Con la sentenza in esame, la Corte di Cassazione si interroga sulla possibilità che il debitore possa, attraverso un piano di concordato con continuità aziendale ex art. 186 bis L. Fall., porre in essere atti dissipativi o distrattivi del proprio patrimonio rilevanti ai sensi dell’art 216 L. Fall. (Bancarotta fraudolenta) o 236 L. Fall. (disposizioni penali nel caso di concordato preventivo, accordi di ristrutturazione dei debiti) nonostante l’approvazione dei creditori e l’omologa del Tribunale.
La Corte ritiene che, in linea di principio, l’approvazione dei creditori e l’omologa non esclude che la procedura concordataria venga utilizzata in frode ai creditori, per la realizzazione di un interesse illecito del debitore; tuttavia, individua alcuni criteri e limiti.

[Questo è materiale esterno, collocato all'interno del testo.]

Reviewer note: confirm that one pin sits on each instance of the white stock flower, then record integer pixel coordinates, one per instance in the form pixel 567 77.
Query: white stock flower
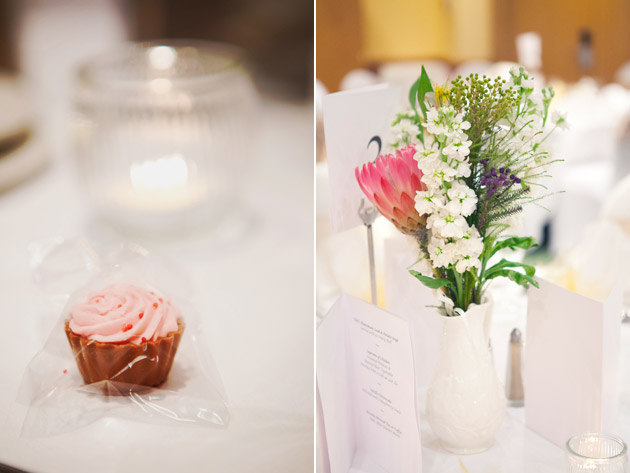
pixel 462 169
pixel 458 147
pixel 446 224
pixel 466 263
pixel 441 252
pixel 467 250
pixel 435 124
pixel 429 201
pixel 435 171
pixel 462 199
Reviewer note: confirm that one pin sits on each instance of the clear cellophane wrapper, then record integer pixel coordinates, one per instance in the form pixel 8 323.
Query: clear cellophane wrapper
pixel 72 381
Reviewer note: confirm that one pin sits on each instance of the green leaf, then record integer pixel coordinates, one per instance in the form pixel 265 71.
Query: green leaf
pixel 524 243
pixel 413 94
pixel 519 278
pixel 432 283
pixel 424 87
pixel 503 264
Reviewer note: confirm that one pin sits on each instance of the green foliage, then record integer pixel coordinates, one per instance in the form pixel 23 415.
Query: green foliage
pixel 524 243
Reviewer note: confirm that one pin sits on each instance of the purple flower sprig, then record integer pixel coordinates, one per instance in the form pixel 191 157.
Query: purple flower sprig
pixel 494 181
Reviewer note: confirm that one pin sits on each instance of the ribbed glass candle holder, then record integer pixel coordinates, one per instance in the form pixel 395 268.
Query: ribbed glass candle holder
pixel 596 453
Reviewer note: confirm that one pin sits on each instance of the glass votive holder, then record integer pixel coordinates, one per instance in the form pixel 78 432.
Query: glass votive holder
pixel 161 131
pixel 596 453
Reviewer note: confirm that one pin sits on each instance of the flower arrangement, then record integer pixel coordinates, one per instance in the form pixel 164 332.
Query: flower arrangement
pixel 466 158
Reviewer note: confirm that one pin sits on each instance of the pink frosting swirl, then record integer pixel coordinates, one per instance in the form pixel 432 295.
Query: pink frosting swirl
pixel 123 313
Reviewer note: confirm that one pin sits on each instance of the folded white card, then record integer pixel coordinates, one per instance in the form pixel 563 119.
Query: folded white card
pixel 365 380
pixel 352 121
pixel 571 362
pixel 407 297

In particolare, il carattere frodatorio va accertato in concreto e deve consistere in una manipolazione della realtà aziendale, idonea a falsare il giudizio dei creditori. Pertanto, la frode non può consistere in una diversa lettura dei dati esposti da parte dei soggetti cui ne è demandata la verifica, ma presuppone un quid pluris: il comportamento fraudolento del debitore posto in essere per ingannare i creditori e che ne permetterebbe la revoca del concordato ai sensi dell’art. 173 L. Fall.

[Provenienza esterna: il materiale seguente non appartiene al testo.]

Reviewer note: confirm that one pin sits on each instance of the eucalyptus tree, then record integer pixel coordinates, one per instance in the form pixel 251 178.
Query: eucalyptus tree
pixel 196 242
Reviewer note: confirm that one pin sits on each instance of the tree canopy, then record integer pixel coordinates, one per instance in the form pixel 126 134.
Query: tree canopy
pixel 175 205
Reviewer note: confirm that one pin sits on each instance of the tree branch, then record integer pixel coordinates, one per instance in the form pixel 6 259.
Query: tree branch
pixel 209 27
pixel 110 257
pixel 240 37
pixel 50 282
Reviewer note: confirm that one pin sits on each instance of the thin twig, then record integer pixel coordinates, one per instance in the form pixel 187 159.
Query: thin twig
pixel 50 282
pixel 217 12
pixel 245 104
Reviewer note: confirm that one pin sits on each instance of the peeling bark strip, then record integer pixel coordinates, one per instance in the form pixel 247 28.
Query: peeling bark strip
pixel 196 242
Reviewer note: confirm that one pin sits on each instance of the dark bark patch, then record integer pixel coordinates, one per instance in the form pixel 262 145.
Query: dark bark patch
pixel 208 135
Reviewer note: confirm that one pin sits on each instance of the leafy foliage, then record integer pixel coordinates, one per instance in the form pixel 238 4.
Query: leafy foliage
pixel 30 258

Infine, la Corte si interroga su un’altra questione rilevante: se la giurisdizione penale si possa attivare già prima che sia stata disposta la revoca del concordato. Sul punto, data la tendenziale autosufficienza della giurisdizione penale, secondo la Corte, ogni condotta rivolta a commettere reati, in qualunque momento posta in essere, diviene perseguibile dal giudice penale.